As a colony of first the Dutch, and then the British, Guyana was defined as a “Christian” nation by both of those European nations. As such, following European tradition, the public holidays in the colonies – primarily of Christian origin: Christmas, Boxing Day, Good Friday, and Easter Monday – were granted so that Government officials and plantation overseers, among others, could participate in both the commemorative and celebratory aspects of public holidays.
When labourers were brought to work on the plantations, the dominant nationalist ideology of the British was assimilative: all who lived in the colony were expected to assimilate British culture and religion, which was Christianity. Public holidays were regarded as an integral aspect of defining the nation, since, as one theorist pointed out, it was the practices of the citizen – the public – that served to define the character of the “nation”. Festivals and commemorations, whether religious or secular, are important elements if defining what it is that constitute the “nation”.
It is for this reason that when Indian indentured labourers were brought after the enslaved Africans had been converted to Christianity, while they were not officially coerced to convert, their culture and religions were defined out of what constituted the “nation”. These were “ethnic” and “pagan” and not given official imprimatur – whether cremation of the funerary rites, or being given the same opportunity to celebrate their important defining festivals.
After WWII, however, local nationalist leaders challenged this view, and raised the issue of the nature of the “nation” and its cultural constitutive elements. The British assimilationist imperative was questioned, and then rejected as those leaders sought to validate local practices such as Holi for Hindus and Eid for Muslims – that were integral to the identity of the various peoples in the country but which were peripheralised. The new nation was to be “multicultural” and “multi religious”. As one Canadian theorist, Isajiw, later proposed when Canada adopted multiculturalism as their official policy: “multiculturalism offers a set of social (which); values not only recognised the ‘expressive identity needs and the instrumental power needs’ of ethnic groups, but also stood for the ‘basis for a new kind of universalism which legitimises the inclusion’ of ethnic groups.” Multiculturalism, i.e. as an ideology.
In 1963, the PPP, in charge of internal self-government, established a Parliamentary Commission that deliberated on several Hindu and Muslim festivals to be recommended as public holidays. Three from the former, including Holi, and two from the latter were recommended by 1964. The PPP, however, was removed from office at the end of that year, and in 1967, the new PNC regime revived the proposals and legislated recognition of Holi and Divali as public holidays.

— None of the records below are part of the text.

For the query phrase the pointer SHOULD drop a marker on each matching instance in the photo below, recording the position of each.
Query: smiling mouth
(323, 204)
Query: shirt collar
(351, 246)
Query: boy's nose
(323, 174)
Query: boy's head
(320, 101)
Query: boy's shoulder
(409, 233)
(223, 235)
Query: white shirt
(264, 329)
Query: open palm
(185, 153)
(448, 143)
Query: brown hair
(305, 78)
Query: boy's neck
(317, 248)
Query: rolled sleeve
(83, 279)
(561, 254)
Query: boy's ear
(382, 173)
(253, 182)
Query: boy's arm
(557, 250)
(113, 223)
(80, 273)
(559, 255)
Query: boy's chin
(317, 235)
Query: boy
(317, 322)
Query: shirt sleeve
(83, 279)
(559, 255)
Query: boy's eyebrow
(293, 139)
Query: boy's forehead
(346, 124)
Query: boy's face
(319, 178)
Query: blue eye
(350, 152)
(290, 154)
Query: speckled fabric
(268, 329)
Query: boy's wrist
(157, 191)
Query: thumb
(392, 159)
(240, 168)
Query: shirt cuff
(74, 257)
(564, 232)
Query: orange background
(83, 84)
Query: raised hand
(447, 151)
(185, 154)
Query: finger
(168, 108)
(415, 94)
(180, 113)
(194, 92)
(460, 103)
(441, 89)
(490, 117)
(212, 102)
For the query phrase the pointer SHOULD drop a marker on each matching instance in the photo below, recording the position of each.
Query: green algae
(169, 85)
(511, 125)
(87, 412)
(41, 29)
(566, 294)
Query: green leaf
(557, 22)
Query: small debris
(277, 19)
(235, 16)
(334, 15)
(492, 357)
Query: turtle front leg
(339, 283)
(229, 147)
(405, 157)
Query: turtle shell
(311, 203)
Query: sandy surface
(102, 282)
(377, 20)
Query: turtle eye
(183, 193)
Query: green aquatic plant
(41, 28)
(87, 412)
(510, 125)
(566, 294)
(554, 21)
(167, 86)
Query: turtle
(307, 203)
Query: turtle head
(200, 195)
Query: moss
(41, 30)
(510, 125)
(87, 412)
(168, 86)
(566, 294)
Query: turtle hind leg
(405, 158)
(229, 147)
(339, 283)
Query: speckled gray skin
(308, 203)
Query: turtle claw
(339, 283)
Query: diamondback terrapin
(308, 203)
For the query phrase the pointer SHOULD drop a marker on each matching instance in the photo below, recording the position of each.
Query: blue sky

The 1967 legislation offered the rationale: “A driving force behind the changes made in the holiday structure was the facilitation of people of different persuasions to participate in the rich heritage that the diversity in the Guyanese culture provided. It was accepted then that one of the ways to achieve such participation was to grant religious holidays to Christians, Hindus and Muslims. At the same time, this perspective would have enabled the removal of those holidays that had no significance for the Guyanese heritage.”
The Commission focused on festivals that built social cohesion, and so, for instance, rejected Ram Navmi presumably on the ground that not all Hindus accepted his Divinity. So, from this standpoint of bringing all the various peoples in our multicultural nation together, no other festival does this like Holi. In the more than fifty years since it became a public holiday, Phagua has been embraced by the widest possible cross-section of Guyanese. If life is all about happiness, then Phagua is the festival that brings out this more than anything else in Guyana.
Holi is not just “heritage” that is backward-looking, but is a joyous reaffirmation of the bonds in that community that keep it together. This is essential for progress and development in its widest possible meaning. It builds the kind of trust from childhood to adulthood that performatively defines “nation building”.